A peaceful camping trip in any season is a wonderful activity. It’s something that many people wait for months to do because of the weather or to get time off from work. Your dog is a family member and so you may want to include him dog in regular camping trips. Unfortunately, barking in camp is a huge problem with dogs which is often not addressed because of the seemingly hopelessness of the situation and owner frustration.
Teaching your dog not to bark in camp is like teaching any other behaviour – you have to do the work. Each dog will take a different amount of time to change his behaviour, but he cannot do it without help from you. In fact, the barking was likely unintentionally encouraged at some point by a human, so now it’s time to get to work and reverse that – or at least modify it so that it is easier to live with.
Why are you barking?
The first step to stopping/modifying the barking is to find out WHY your dog is barking in the first place. Many reasons are painfully obvious to almost anyone. Just observe your dog for a while and determine when the barking occurs most often. Make a list with the top three to five reasons (or one if there is one that you are sure of) for the barking. Is your dog bored, guarding, reactive, aggressive, playing, trying to get your attention, excited, etc. Each reason will have an appropriate tactic you can take to prevent, stop or modify the barking.
The Campsite Is Your “Home”
As I have said before, a campsite is like a home base for a dog. You have living, sleeping and eating quarters for the family, so we must accept that dogs will see this a a place to potentially guard. That is an obvious reason a dog would bark in camp – because the location is seen as home. If your dog is barking in camp because he is left alone or is bored, that is another thing altogether and is most likely entirely preventable.
No matter what the reason for the barking, the first thing you need to do is to find an appropriate campsite. I have talked about this before in a blog post and video which is below. Having a site that you can screen your dog’s view to things passing by is the best and most effective tactic to slow or stop the barking.
STOP SAYING “NO”
Humans have this really bad habit of always saying “NO” to our dogs almost any time the dog does something – or anything. “NO”, “NO”, “NO” – always “NO”. Remove this word from your vocabulary with your dog. It will be difficult, but you need to do this. “NO” does NOT tell the dog anything except maybe “QUIT THAT” or “STOP”. Actually, if you want your dog to stop something use the word “STOP”.
NO is used too often in normal conversation and creates dogs who are too worried about doing something wrong to do anything.

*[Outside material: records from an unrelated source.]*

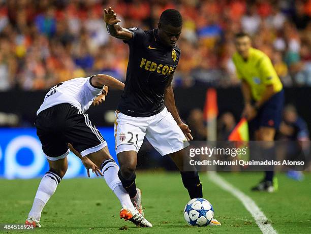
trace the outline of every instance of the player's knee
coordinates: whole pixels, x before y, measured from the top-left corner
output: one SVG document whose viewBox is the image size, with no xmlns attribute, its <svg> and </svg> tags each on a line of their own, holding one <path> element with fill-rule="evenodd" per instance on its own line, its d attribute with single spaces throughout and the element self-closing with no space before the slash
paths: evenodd
<svg viewBox="0 0 311 234">
<path fill-rule="evenodd" d="M 60 177 L 60 178 L 63 178 L 64 177 L 65 174 L 66 174 L 66 172 L 67 171 L 67 169 L 68 169 L 68 164 L 64 164 L 59 166 L 50 166 L 50 170 L 52 170 L 55 171 L 57 175 Z"/>
<path fill-rule="evenodd" d="M 120 170 L 122 176 L 125 178 L 130 178 L 135 173 L 136 169 L 136 165 L 133 163 L 120 166 Z"/>
</svg>

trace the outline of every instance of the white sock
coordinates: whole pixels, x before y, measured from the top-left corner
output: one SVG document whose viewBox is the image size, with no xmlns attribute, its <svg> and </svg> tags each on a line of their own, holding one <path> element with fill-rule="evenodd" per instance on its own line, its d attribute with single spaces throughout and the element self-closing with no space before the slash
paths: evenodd
<svg viewBox="0 0 311 234">
<path fill-rule="evenodd" d="M 29 212 L 28 218 L 33 218 L 40 221 L 42 210 L 54 193 L 60 180 L 60 177 L 55 172 L 49 171 L 45 173 L 37 190 L 33 207 Z"/>
<path fill-rule="evenodd" d="M 117 196 L 122 207 L 126 207 L 131 211 L 135 210 L 128 192 L 122 185 L 118 176 L 119 166 L 112 159 L 107 159 L 102 163 L 102 173 L 106 183 Z"/>
</svg>

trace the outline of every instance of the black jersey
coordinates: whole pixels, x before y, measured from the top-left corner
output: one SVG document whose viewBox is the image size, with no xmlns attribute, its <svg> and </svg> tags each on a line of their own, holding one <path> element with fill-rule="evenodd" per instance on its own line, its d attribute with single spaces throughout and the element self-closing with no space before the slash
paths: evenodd
<svg viewBox="0 0 311 234">
<path fill-rule="evenodd" d="M 157 29 L 129 30 L 133 37 L 124 41 L 130 47 L 130 56 L 117 109 L 131 116 L 151 116 L 164 108 L 164 91 L 177 66 L 180 50 L 163 45 Z"/>
</svg>

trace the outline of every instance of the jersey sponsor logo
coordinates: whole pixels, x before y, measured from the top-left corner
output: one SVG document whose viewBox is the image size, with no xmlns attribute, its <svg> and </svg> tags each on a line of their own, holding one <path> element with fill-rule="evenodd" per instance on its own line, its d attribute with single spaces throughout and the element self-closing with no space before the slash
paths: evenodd
<svg viewBox="0 0 311 234">
<path fill-rule="evenodd" d="M 156 48 L 154 48 L 154 47 L 151 47 L 150 46 L 149 46 L 148 47 L 148 49 L 151 49 L 151 50 L 158 50 L 158 49 L 157 49 Z"/>
<path fill-rule="evenodd" d="M 173 61 L 174 61 L 174 62 L 177 59 L 177 54 L 176 54 L 176 51 L 175 51 L 175 50 L 172 50 L 172 58 L 173 59 Z"/>
<path fill-rule="evenodd" d="M 143 58 L 141 59 L 140 67 L 150 72 L 156 71 L 159 74 L 162 74 L 163 75 L 171 75 L 173 73 L 174 69 L 173 66 L 169 66 L 167 65 L 163 65 L 163 64 L 159 64 L 158 65 L 156 62 L 147 60 Z"/>
<path fill-rule="evenodd" d="M 121 132 L 120 133 L 120 141 L 123 142 L 125 141 L 126 138 L 126 136 L 125 133 L 124 132 Z"/>
<path fill-rule="evenodd" d="M 48 98 L 49 96 L 52 96 L 53 94 L 54 94 L 56 92 L 56 89 L 53 89 L 51 92 L 50 92 L 49 93 L 48 93 L 47 95 L 46 95 L 46 98 Z"/>
</svg>

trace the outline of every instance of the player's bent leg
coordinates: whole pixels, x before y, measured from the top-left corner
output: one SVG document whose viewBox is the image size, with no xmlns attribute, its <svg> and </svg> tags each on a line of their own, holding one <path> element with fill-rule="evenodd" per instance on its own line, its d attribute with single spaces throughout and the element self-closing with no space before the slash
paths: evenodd
<svg viewBox="0 0 311 234">
<path fill-rule="evenodd" d="M 196 168 L 193 166 L 191 171 L 184 171 L 184 159 L 188 157 L 185 149 L 172 153 L 169 156 L 180 171 L 182 183 L 188 190 L 190 198 L 203 197 L 202 183 Z"/>
<path fill-rule="evenodd" d="M 275 129 L 273 127 L 261 126 L 256 132 L 256 140 L 262 141 L 263 156 L 267 159 L 273 159 L 274 155 L 274 142 Z M 273 192 L 277 189 L 277 180 L 274 179 L 273 167 L 265 172 L 265 178 L 259 183 L 252 188 L 253 191 L 266 191 Z"/>
<path fill-rule="evenodd" d="M 49 159 L 48 161 L 50 170 L 45 173 L 40 182 L 33 207 L 25 222 L 25 224 L 32 225 L 34 227 L 41 227 L 39 222 L 41 212 L 55 192 L 68 168 L 67 157 L 55 161 Z"/>
<path fill-rule="evenodd" d="M 137 153 L 136 151 L 120 152 L 117 157 L 120 165 L 118 173 L 123 187 L 131 197 L 134 197 L 137 192 L 135 184 L 135 170 L 137 164 Z"/>
<path fill-rule="evenodd" d="M 135 169 L 137 163 L 137 154 L 136 151 L 123 151 L 117 155 L 120 169 L 118 176 L 124 188 L 131 197 L 134 207 L 144 216 L 141 204 L 141 191 L 136 187 Z"/>
<path fill-rule="evenodd" d="M 99 151 L 90 154 L 88 157 L 101 168 L 107 184 L 120 201 L 122 206 L 120 218 L 129 220 L 137 226 L 152 227 L 152 224 L 141 215 L 141 212 L 136 209 L 132 199 L 123 187 L 118 176 L 119 166 L 110 155 L 108 147 L 106 146 Z M 102 162 L 100 163 L 100 162 Z M 140 200 L 141 206 L 141 198 Z"/>
<path fill-rule="evenodd" d="M 125 190 L 118 177 L 119 166 L 109 153 L 108 147 L 92 153 L 87 157 L 101 169 L 106 183 L 116 195 L 122 208 L 135 210 L 129 194 Z"/>
</svg>

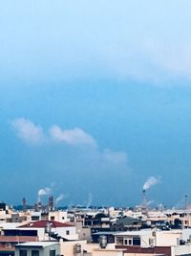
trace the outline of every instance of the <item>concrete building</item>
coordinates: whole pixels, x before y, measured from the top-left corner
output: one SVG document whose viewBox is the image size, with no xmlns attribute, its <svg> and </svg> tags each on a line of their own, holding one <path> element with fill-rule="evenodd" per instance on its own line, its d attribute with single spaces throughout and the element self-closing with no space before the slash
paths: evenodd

Instead of using “NO” to stop your dog from barking, use your dog’s name in a happy tone and “COME” to get your dog to come to you for food rewards. Simple and easy. This is basic training and needs to be done anyway. “NO” does not teach your dog anything except that you are annoyed. If you train a really good recall instead of always saying “NO”, you will have trained your dog to do the most useful behaviour you can teach (coming to you when called for safety and emergencies) and you are preventing yourself from being boring and repetitive to your dog which will make him not want to be around you as much.
Reward Calm Behaviour
The other important thing is to give your dog attention for NOT barking. Most people ignore their dogs until they are doing something they don’t want. This causes a dog to learn to bark for attention, even if it is negative attention (such as getting yelled at to stop barking) That’s all some dogs get so they take advantage of the opportunity. The idea here is to create a stronger relationship between you and you dog. So pay attention to your dog when she is doing nothing and being quiet more often and REWARD THAT. This will go a long way to modifying any attention getting or bored barking.
So to recap how to prevent barking in camp:
★ Determine exactly why your dog is barking.
★ Prevent nuisance barking by not creating a bored dog. Spend time with your dog and don’t leave him unattended, ever if he is a barker. Train your dog by being with him and teaching him the behaviours you want and not rewarding those you don’t.
★ Train your dog to bark on cue and then stop barking with an incompatible behaviour or another cue (to stop barking). Some people don’t like doing this and don’t believe it works but in my experience it does. It’s better to have SOME cue to use rather than nothing so try it and if it doesn’t work keep trying. You may not have done enough training or done the training incorrectly.
★Reward your dog’s calm behaviour instead of paying attention to the barking and without using your voice (yelling or scolding) to try and stop it.
★Also, refrain from using the word “NO” as any kind of a cue. I use “stop”, my dog’s name and come and then engage the dog to do something else like play (with me or a toy) or eat a reward, etc.
★ Set up your campsite to reduce or eliminate the possibility of your dog seeing people walk by, especially with other dogs. If your dog still barks when she hears people talking, walking etc. work on training her to be calm when these things are happening. it is much easier to train a dog to stop barking when he can’t actually SEE what he thinks he is barking at.
★ If you are still having trouble stopping the unwanted barking or barking that seems somewhat aggressive, it might be time for a professional training instructor (not a dog “trainer” because those are people who train dogs NOT people. You want someone who will instruct YOU). Find an instructor who will help you to train your dog without using force or intimidation. It is completely possible to use no corrections on a dog and stop the barking. Anyone who tells you otherwise has not been properly educated or has never done it.